FFST overview
Advances in hardware manufacturing and technology have enabled the computer industry to vastly improve the reliability of circuitry and reduce hardware cost. Less expensive hardware has stimulated extensive use of circuitry to detect failures or deteriorating circuit performance and 'call home', pointing out what component should be replaced. The results are significant reduction in repair time and even more significant reductions in service skill and labor.

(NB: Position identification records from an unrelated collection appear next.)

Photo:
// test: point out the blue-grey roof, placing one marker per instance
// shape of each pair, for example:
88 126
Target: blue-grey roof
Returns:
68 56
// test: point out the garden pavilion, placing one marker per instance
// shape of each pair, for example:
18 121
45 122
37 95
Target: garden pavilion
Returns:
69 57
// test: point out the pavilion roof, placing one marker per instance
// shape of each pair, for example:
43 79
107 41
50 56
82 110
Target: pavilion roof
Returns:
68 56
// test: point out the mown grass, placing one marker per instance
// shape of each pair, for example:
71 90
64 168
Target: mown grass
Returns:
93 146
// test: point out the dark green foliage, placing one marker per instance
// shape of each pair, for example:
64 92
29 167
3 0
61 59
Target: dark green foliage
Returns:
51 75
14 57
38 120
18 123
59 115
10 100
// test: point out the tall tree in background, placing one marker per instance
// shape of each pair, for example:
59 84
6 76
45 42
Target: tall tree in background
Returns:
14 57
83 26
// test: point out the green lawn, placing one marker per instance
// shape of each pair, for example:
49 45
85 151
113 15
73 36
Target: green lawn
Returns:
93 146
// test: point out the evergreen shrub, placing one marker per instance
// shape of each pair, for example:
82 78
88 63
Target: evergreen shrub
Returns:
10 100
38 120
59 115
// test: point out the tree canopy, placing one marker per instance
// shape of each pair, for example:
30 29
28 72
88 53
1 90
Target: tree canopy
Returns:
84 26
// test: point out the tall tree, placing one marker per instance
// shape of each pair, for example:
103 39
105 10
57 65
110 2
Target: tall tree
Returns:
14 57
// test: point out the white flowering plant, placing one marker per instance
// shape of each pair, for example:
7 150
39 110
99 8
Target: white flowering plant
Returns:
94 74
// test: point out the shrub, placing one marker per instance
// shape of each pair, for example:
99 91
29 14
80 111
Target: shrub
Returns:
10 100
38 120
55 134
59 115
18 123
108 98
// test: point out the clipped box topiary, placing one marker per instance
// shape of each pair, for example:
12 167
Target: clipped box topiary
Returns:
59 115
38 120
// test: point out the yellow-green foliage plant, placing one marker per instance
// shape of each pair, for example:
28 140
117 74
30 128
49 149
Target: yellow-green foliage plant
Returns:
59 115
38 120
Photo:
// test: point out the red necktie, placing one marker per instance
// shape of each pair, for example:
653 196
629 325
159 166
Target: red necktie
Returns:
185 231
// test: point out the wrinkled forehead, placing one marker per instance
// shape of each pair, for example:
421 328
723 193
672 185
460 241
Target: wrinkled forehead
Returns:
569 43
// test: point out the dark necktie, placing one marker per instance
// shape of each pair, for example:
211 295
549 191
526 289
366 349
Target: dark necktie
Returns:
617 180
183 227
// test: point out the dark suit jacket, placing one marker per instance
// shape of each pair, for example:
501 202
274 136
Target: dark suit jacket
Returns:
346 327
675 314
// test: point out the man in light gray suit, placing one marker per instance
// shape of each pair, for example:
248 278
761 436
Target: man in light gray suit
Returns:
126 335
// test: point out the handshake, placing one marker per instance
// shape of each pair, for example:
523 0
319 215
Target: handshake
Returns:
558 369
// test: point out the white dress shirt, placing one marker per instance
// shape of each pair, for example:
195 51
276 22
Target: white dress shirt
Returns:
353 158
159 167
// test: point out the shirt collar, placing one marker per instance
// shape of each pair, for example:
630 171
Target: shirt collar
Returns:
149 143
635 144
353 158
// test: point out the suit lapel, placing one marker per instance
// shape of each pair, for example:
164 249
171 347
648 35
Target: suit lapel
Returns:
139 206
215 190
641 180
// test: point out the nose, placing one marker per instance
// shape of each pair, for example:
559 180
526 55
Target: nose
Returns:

As hardware reliability improves, software problems account for a greater portion of system and application interruptions because software has not enjoyed the same degree of advancement in technology as hardware. Although great strides have been made in quality, often measured as errors per 1000 lines of code, the amount of code and system complexity have increased to make this improvement barely visible. Currently, the industry offers programs based on several different failure capture techniques requiring a variety of personnel skills and system resources to recognize and resolve failures across a system.
There are at least five major problems that exist in the software service arena today:
- Detecting problems as early as possible before the environment changes
- Capturing the correct data to debug the software problem- the first time the error occurs
- Capturing only the data required to debug the error (i.e., minimize the need for full address space dumps)
- Immediate notification of the error
- Uniquely identifying the error in order to determine if it is a condition that was already detected and reported to the support organization.
- customized dump
- Promotes the collection of only the data required to debug a software problem
- symptom string
- Provides a unique problem 'label' that can be used to quickly determine if a software problem has already been detected. The symptom string is contained in each output in this list.
- symptom record
- Error log entry built to IBM's Symptom Record Architecture (SRA) standard and placed in LOGREC.
- messages
- Indication on the operator console that a problem has occurred and FFST was called to collect the data and report the problem.
- network notification
- Indication through an System Network Architecture (SNA) Generic Alert that a problem has occurred and FFST was called to collect the data and report the problem. Included in the Generic Alert is key information which includes the machine on which the problem occurred and the name of the dump data set if a dump was requested by the detecting product.
It should be noted that there are situations that will continue to require full address space dumps. For certain types of problems it is very difficult for a programmer to determine what data may be required to diagnose a failure. For these problems, a capture of the complete environment will be required.
IBM programmers continue to improve their defensive programming techniques within their software in order to assure the instances of needing full address space dumps to diagnose a failure will be kept to a minimum.